1 (4 pound) corned beef brisket
2 medium onions, sliced
1 medium onion, studded with 3 whole cloves
1 large carrot, scraped and sliced
1 bunch fresh parsley
1 bay leaf
1/4 teaspoon pepper
2 pounds small new potatoes, peeled
1 (2 pounds) cabbage, cut into wedges
Irish Mustard Sauce

Irish Mustard Sauce
1 tablespoon cornstarch
2 teaspoon sugar
1 teaspoon dry mustard
1/2 teaspoon salt
1 cup water
1 tablespoon butter
1/4 cup cider vinegar
1 teaspoon grated horseradish
2 egg yolks, beaten

In a large Dutch oven combine the corned beef and enough water to cover; bring to a boil. Remove from heat. Drain. Add fresh water to cover. Add the onion, carrot, parsley, bay leaf, and pepper. Bring to a boil. Skim off foam, if necessary. Reduce the heat, cover and simmer 4 hours or until tender. Remove the onion and parsley. Add the potatoes to Dutch oven. Simmer for 10 minutes.

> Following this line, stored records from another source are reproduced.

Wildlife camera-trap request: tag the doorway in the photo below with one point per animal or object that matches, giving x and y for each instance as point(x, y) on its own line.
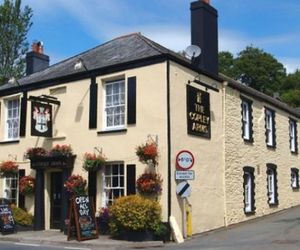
point(55, 200)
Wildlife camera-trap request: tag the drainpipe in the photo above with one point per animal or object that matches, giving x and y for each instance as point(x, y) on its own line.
point(224, 86)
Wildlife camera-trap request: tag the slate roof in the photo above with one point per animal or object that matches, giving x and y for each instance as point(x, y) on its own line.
point(120, 50)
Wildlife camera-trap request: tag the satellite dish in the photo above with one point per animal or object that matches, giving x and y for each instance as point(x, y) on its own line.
point(193, 51)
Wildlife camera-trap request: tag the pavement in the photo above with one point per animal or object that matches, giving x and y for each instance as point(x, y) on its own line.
point(57, 238)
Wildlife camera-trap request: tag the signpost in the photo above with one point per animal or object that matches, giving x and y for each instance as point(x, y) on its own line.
point(183, 189)
point(7, 223)
point(184, 160)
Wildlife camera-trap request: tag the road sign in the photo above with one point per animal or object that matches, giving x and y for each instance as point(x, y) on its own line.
point(184, 160)
point(183, 189)
point(185, 175)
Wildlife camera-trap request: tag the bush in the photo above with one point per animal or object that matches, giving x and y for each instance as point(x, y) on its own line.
point(134, 213)
point(21, 217)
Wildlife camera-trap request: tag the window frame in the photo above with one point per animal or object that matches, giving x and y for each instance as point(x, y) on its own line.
point(7, 192)
point(272, 185)
point(293, 136)
point(294, 178)
point(270, 128)
point(249, 190)
point(108, 188)
point(9, 117)
point(247, 124)
point(105, 107)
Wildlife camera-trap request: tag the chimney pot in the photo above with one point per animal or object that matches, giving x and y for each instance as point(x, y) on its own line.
point(36, 60)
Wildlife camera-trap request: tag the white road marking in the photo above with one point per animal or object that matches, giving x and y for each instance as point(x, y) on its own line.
point(28, 244)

Add the cabbage wedges, and simmer 20 minutes or until vegetables are tender. Remove and discard bay leaf. Transfer the corned beef and vegetables to a serving platter. Serve with Irish Mustard Sauce.

Serves: 6 to 8.

To prepare Mustard Sauce: In a 1-quart saucepan combine the cornstarch, sugar, mustard and salt. Mix well. Add water; stir over low heat until mixture thickens and boils. Remove from heat; add the butter, vinegar and horseradish.

Beat a little of hot mixture into egg yolks; then add yolk mixture back to pan.

Cook slowly, stirring until sauce thickens slightly. Serve with corned beef.